Pourquoi ne suis-je pas morte ? C’est la première phrase qui me vient en tête lorsque ma conscience revient à la réalité. Celle d’une pièce immaculée et médicalisée. Je prends peur en me rendant compte que nous sommes à l'hôpital.

— Je veux partir, est la seule phrase qui réussit à franchir le seuil de ma bouche.

Je prends peu à peu conscience que Maxwell se trouve installé à ma droite, les mains sur la mienne et un masque chirurgical au visage. La présence de Dorian percute ma vision, adossé contre le mur d’en face, le regard fuyant. Fuyant parce qu’Edgar est là aussi, éternellement dans la même position, mais dans son cas, face à la porte. Pourquoi suis-je entouré ainsi ? Ce n’était qu’un évanouissement parmi tant d’autres. 

    — Un collapsus, intervient Dorian froidement. 

    — Tu es en observation depuis cette nuit, Tara. Tu as encore fait un malaise et tu as dormi. C’est visiblement ton seul moyen de fermer les yeux et de t’offrir à Morphée, ajoute Edgar en se tournant vers moi. 

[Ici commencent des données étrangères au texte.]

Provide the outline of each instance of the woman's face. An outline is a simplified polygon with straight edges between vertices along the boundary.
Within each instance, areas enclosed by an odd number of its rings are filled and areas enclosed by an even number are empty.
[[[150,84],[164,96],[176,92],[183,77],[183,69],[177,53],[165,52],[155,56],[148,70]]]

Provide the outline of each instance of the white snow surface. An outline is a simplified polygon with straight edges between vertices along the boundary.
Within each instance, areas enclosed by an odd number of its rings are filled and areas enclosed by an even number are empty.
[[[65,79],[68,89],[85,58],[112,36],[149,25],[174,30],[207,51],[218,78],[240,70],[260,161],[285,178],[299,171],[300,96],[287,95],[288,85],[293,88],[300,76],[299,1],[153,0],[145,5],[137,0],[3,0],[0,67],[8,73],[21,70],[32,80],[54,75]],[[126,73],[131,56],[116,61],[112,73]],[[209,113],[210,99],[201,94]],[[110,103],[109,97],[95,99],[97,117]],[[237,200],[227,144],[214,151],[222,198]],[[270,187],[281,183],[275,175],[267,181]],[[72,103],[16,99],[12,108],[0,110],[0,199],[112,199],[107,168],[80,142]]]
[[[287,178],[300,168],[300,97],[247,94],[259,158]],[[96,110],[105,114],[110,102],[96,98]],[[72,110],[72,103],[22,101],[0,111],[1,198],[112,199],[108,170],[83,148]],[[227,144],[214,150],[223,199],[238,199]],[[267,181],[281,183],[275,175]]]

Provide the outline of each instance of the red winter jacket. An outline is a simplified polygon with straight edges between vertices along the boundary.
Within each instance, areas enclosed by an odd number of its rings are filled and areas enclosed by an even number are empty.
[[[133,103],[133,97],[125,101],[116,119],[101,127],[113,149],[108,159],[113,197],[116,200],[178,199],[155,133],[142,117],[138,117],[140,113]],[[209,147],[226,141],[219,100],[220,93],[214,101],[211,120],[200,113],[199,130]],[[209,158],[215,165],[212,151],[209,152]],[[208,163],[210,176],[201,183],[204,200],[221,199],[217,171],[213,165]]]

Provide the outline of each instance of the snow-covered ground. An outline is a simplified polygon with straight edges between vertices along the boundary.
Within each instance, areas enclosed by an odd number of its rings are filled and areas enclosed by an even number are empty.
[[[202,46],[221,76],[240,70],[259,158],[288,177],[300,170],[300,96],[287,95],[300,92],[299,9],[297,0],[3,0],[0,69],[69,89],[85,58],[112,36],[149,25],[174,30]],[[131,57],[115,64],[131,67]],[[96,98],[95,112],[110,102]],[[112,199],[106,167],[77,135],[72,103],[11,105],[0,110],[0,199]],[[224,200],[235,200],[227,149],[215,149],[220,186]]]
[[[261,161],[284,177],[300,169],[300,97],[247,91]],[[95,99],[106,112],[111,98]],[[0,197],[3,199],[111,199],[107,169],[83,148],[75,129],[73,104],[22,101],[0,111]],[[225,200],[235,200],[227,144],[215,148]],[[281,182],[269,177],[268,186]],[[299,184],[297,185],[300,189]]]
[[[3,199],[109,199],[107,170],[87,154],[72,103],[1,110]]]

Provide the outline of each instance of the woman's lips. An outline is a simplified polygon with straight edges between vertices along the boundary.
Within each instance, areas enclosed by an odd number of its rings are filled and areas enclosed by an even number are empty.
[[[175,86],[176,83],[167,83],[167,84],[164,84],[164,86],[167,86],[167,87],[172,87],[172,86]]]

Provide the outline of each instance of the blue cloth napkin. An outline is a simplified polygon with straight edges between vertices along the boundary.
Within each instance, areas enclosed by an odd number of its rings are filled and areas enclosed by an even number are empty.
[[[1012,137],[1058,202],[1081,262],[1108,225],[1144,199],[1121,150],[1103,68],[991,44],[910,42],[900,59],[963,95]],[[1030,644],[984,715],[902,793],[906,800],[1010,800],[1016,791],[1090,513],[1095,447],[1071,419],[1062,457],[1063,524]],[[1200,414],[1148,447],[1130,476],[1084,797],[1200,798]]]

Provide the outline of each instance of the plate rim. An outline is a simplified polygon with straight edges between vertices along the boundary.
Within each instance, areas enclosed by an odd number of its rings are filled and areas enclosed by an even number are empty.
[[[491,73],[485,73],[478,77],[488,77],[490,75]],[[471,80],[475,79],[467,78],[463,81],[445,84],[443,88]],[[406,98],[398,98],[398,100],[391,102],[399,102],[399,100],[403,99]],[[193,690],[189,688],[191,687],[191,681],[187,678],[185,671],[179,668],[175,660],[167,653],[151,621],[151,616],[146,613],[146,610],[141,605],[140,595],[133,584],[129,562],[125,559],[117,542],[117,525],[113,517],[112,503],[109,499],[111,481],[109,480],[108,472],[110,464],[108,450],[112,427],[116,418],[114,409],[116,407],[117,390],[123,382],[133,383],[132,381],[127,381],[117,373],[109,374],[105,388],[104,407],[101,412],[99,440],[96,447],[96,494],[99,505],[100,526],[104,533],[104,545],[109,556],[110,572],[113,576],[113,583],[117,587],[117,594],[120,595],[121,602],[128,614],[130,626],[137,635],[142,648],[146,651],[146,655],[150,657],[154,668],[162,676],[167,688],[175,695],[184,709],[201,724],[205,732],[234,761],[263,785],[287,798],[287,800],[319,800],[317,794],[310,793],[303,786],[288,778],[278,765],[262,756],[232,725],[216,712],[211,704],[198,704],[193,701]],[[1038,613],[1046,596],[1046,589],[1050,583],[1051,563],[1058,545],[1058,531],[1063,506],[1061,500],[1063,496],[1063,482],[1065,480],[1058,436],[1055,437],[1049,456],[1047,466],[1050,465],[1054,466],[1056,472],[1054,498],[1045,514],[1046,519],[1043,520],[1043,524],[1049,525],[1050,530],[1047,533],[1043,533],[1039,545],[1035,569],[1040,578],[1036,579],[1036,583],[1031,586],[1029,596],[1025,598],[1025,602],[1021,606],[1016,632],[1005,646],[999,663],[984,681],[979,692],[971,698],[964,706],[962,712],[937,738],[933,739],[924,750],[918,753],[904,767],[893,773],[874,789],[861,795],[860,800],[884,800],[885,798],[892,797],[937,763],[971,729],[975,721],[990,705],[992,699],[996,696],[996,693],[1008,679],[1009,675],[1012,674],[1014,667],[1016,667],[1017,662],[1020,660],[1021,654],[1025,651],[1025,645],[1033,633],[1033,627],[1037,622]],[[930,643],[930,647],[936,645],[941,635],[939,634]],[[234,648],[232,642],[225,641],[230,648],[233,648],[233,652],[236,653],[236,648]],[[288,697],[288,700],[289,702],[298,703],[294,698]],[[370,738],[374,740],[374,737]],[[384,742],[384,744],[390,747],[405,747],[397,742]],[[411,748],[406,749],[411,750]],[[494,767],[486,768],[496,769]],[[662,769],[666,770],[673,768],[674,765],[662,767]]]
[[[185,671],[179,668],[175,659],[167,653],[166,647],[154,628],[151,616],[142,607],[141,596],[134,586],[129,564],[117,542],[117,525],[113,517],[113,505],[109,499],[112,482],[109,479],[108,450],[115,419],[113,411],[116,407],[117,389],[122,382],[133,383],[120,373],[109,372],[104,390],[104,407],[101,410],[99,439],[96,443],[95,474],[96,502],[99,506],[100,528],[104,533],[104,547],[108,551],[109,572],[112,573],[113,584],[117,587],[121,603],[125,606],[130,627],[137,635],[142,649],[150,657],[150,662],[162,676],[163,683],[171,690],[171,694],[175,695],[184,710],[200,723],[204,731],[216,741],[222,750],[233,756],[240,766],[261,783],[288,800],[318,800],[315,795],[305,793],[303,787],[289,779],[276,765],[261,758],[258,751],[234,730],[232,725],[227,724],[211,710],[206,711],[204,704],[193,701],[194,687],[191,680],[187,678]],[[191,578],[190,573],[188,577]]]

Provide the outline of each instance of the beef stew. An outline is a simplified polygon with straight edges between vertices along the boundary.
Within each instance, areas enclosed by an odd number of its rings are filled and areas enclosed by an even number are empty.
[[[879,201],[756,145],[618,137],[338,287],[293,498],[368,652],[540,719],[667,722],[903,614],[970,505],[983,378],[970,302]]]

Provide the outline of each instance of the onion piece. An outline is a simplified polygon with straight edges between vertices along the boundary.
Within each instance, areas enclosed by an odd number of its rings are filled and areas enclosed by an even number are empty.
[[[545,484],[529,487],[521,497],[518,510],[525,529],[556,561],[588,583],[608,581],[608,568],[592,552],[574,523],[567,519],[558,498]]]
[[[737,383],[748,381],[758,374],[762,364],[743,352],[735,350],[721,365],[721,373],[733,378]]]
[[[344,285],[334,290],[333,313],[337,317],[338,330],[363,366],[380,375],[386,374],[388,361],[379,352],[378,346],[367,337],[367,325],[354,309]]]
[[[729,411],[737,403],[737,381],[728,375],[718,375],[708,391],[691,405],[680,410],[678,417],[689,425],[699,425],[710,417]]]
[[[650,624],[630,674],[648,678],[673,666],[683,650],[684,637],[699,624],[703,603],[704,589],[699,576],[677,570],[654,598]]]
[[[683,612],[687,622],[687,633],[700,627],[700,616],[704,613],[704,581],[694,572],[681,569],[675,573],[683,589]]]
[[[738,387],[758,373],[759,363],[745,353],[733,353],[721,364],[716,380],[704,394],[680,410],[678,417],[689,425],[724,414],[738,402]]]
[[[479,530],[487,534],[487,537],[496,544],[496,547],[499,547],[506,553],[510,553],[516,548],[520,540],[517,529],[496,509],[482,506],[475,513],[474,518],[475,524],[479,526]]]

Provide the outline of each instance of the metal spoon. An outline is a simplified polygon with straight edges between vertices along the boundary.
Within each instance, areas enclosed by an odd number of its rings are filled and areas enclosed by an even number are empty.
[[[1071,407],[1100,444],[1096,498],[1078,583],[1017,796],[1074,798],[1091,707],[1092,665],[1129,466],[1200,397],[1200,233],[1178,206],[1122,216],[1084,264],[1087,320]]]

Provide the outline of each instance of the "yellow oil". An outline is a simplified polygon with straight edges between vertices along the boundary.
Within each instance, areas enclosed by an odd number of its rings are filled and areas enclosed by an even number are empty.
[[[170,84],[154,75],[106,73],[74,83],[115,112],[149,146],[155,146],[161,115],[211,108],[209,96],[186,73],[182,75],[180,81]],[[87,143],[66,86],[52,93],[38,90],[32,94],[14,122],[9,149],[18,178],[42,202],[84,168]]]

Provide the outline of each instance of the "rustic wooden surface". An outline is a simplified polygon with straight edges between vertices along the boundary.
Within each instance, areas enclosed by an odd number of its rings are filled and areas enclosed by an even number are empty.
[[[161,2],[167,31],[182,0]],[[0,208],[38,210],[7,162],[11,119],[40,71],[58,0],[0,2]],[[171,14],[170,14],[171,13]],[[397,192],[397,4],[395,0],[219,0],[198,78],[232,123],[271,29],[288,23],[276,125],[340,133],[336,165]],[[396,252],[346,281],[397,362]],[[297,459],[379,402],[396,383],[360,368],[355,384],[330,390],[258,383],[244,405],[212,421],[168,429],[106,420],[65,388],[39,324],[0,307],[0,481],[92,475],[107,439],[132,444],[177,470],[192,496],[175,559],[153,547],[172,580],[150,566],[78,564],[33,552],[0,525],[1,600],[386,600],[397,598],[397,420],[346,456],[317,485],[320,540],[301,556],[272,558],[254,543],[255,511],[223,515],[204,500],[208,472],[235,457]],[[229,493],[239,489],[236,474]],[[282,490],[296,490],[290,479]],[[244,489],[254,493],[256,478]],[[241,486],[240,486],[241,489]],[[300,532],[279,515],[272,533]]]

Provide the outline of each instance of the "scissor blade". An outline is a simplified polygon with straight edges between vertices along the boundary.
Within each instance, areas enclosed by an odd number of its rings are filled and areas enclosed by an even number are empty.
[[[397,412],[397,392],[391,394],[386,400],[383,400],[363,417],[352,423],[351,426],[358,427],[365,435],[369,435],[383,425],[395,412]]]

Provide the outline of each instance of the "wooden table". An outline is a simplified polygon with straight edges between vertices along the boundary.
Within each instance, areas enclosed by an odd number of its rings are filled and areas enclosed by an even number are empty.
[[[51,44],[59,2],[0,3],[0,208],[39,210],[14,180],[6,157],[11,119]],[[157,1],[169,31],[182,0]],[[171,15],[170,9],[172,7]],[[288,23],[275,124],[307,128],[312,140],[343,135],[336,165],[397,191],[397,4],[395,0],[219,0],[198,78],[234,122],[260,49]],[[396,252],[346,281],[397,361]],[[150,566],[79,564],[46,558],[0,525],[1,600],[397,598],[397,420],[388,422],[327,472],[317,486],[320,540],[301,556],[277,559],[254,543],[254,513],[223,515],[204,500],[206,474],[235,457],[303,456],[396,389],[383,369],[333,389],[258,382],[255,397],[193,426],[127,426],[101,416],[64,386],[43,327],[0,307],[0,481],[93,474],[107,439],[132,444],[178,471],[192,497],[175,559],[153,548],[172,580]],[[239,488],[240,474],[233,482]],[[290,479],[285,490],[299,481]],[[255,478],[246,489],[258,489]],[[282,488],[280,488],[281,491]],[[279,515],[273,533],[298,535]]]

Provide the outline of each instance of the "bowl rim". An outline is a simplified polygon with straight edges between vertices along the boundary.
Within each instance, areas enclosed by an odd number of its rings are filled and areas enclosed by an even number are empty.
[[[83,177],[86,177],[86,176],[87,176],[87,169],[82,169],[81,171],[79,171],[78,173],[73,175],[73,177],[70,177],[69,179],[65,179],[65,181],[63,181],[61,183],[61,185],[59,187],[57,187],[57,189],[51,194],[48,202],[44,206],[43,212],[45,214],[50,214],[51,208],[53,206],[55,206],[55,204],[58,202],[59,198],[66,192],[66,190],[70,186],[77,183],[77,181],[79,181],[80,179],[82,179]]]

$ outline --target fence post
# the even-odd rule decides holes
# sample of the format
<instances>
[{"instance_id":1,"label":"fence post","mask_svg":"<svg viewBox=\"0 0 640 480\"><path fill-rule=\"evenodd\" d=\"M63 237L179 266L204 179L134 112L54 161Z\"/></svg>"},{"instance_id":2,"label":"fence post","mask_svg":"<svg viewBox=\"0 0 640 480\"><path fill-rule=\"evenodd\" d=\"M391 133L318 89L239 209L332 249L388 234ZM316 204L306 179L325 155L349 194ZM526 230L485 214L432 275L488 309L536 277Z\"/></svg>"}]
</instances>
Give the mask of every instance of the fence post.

    Ils ont tous les deux leurs lentilles, bien évidemment, mais ce dont j'aimerais me rappeler, c’est de la sensation qui m’a enivré hier soir. Cette nuit, finalement. Le corps pourtant endolori par ma position, je me remémore la sensation de vie qui m’a emporté pendant que… 

    Je n’ose même plus regarder Max dans les yeux. Qu’ai-je fait ? Il ne me pardonnera jamais. S’il savait pour quelle raison Dorian se trouve ici, je m’en mordrais les doigts. 

    — Je voulais aller voir le service pour te faire sortir à ton réveil, mais tu n’as pas l’air bien, s’inquiète aussitôt Max. 

    Il a dû voir mon visage s’effondrer sur lui-même comme un château de cartes. Mais impossible de revenir en arrière. Si j’ai eu l’occasion de coucher avec quelqu’un d’autre, c’est que finalement, ça n’allait plus entre nous. Plus rien ne va depuis la mort de Lana. J’ai l’impression de devenir de plus en plus invisible à ses yeux, de mourir à petit feu parce que pour faire son deuil, il se plonge sans relâche dans son travail. Je ne le vois presque plus, je ne lui parle presque plus. 

    — Oui, ça va. Tu peux aller demander ma sortie, si tu veux, je pense que d’ici quelques minutes, j’irai mieux. 

    Que ce soit physiquement ou mentalement, d’ailleurs. Il s’en va, oblige Edgar à se décaler avant de disparaître derrière la porte tout aussi blanche que le reste de la pièce. Qu’est-ce que je déteste ces endroits. J’espère que les personnes qui me connaissent ne m’ont pas aperçu. J’aurai eu l’air de quoi ? La malade atteinte de mucoviscidose qui a tué son enfant. J’aurai dû mourir pour ça. 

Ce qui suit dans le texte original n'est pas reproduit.